Een prisoner’s dilemma

Het bovengenoemde type 'egoïstische manager’ is in de meeste organisaties gelukkig een minderheid, maar dat maakt ze niet minder schadelijk. Omdat hun tactieken van het naar boven managen wel degelijk effectief zijn, plaatsen ze andere managers die wél graag in hun teams investeren in een spagaat.

Deze managers moeten kiezen: tijd die ze in hun team investeren gaat, vanwege het politieke speelveld om hen heen, ten koste van hun zichtbaarheid naar senior management. Dat is niet alleen slecht voor hun eigen carrière. Het maakt het ook moeilijker om prestaties van het team onder het voetlicht van senior management te brengen en de juiste resources voor het team veilig te stellen. Het resultaat: zelfs welwillende managers hebben vaak moeite voldoende tijd aan hun teams te besteden, waardoor veel mensen niet de manager zijn die ze willen zijn en die teams verdienen. Dat maakt heel begrijpelijk dat we te maken hebben met 72 procent quiet quitters.

Doorbreek het dilemma met feedback voor managers

  • Als je een organisatie wilt waar teams samenwerken, evenwichtig investeren in korte- en langetermijninspanningen, zich richten op impactvol werk in plaats van politiek gedrag, een goed welzijn hebben en betrokken zijn, dan moet je ervoor zorgen dat managers manager worden om de enige juiste reden: de urgentie om impactvolle en mooie teams te creëren en de bereidheid om het bindweefsel tussen teams te zijn. Dat betekent dat het senior leiderschap moet weten wie je beste managers zijn en wie niet. Googles manager feedback survey is daar een krachtig instrument voor.
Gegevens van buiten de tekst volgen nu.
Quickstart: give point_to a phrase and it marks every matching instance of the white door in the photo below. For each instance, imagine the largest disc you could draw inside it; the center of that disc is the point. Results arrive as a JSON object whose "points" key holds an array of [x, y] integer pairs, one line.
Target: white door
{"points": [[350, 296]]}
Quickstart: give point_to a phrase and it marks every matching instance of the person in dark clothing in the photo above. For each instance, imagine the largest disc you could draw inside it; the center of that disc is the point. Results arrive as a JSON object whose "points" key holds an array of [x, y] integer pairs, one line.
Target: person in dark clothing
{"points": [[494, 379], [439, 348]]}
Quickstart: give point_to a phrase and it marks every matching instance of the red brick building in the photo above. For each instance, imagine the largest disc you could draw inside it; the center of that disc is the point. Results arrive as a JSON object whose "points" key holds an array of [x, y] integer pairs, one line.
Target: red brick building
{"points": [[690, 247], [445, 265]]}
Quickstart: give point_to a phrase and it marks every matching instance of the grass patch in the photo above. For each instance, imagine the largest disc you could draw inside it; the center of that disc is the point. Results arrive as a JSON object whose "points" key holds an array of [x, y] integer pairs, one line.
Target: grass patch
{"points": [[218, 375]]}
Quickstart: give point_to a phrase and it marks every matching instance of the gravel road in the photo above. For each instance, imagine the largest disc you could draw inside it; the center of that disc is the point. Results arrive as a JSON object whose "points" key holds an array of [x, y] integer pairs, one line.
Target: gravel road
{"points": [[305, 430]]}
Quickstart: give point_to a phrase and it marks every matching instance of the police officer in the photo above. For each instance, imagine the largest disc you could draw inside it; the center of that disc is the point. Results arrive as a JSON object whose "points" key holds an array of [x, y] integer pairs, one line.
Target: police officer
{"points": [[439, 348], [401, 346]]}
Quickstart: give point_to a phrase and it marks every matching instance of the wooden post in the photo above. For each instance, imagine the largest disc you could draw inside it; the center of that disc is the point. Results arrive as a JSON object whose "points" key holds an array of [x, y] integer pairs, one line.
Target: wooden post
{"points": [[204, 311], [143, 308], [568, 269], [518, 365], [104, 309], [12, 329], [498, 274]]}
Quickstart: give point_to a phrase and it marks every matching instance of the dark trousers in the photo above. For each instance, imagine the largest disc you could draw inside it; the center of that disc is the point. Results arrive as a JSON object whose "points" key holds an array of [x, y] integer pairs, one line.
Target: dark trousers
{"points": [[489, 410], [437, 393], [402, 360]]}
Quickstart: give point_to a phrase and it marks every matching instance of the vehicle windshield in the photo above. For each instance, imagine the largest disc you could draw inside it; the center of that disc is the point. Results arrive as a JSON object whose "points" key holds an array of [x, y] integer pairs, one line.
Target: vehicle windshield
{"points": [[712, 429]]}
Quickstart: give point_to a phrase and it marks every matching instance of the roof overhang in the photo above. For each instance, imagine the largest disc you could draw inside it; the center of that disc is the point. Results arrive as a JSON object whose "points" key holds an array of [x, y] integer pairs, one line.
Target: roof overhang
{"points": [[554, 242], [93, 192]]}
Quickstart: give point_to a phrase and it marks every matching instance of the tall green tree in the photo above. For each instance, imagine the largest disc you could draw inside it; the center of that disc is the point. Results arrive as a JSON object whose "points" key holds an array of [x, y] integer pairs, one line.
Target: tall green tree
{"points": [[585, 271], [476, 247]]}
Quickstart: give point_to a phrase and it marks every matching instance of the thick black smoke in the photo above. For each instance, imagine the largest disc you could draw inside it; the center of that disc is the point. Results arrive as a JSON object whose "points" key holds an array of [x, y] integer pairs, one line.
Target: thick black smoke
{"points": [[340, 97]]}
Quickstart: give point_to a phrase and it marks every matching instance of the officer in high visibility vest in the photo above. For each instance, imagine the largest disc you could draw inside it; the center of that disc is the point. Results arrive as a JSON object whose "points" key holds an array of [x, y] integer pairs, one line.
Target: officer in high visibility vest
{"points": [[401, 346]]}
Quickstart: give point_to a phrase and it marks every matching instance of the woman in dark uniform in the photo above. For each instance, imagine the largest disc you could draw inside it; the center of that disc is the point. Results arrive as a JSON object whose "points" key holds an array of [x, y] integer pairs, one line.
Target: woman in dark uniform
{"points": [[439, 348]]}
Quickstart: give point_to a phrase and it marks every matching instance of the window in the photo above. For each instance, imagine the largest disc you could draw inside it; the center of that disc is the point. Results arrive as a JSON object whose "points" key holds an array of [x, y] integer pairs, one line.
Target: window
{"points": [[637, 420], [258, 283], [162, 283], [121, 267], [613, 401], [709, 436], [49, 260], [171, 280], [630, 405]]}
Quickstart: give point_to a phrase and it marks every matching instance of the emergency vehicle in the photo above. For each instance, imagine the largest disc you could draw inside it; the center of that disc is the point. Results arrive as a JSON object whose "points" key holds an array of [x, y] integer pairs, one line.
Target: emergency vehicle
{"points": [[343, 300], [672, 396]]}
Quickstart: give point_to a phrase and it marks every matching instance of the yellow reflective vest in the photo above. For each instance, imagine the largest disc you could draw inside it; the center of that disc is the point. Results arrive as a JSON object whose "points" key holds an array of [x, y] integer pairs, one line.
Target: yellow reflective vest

Deze survey is gebaseerd op het Oxygen project dat Googles People Analytics Team ‘open source’ publiceerde en dat elke organisatie kan gebruiken. Het team ontdekte dat managers die de volgende tien gedragingen vertonen, de effectiefste en gezondste teams bouwden:
  • is een goede coach
  • maakt het team sterker en is geen micromanager
  • creëert een inclusieve teamomgeving met aandacht voor succes en welzijn
  • is productief en resultaatgericht
  • is een goede communicator, luistert en deelt informatie
  • ondersteunt loopbaanontwikkeling en bespreekt prestatiebeoordelingen
  • heeft een duidelijke visie en strategie voor het team
  • beschikt over cruciale (technische) expertise om het team te adviseren
  • werkt samen binnen de organisatie
  • is een krachtige besluitvormer

Bij Google worden managers elke zes maanden door hun teams beoordeeld op deze tien gedragingen. Het is de waardevolste tool die ik als manager had, om mijn managementstijl aan te passen aan wat mijn team nodig had.

Let op! Addertje onder het gras

Wil je weten welke van jouw managers van het juiste type zijn? Begin dan met het implementeren van managerfeedback van teams naar managers en gebruik die data in de prestatiebeoordelingen van managers.

Maar pas op: managers die hun persoonlijke carrière najagen, zijn bedreven in het naar boven managen. Ze zullen een overtuigend verhaal hebben voor jou als senior leider, over waarom hun managerscores laag zijn. Ze zullen bijvoorbeeld zeggen dat er low performers zijn en dat er moeilijke beslissingen genomen moesten worden, waardoor het team ontevreden is. Ze zullen de tough leader card spelen. Als je echt wilt weten hoe het zit, zul je als senior leider goed in contact moeten staan met alle lagen in je organisatie. Zo kun je zelf checken of de teamleden wel echt het probleem zijn.

Over deze gastauteur

Joris Merks-Benjaminsen had een leidende rol bij Googles initiatieven op het gebied van Diversity, Equity & Inclusion en was een van de hoogst scorende managers in de historie van het bedrijf. Als auteur viel hij al tweemaal in de prijzen met zijn boeken over organisatievernieuwing. Zijn nieuwste boek heet Managen Zonder Macht.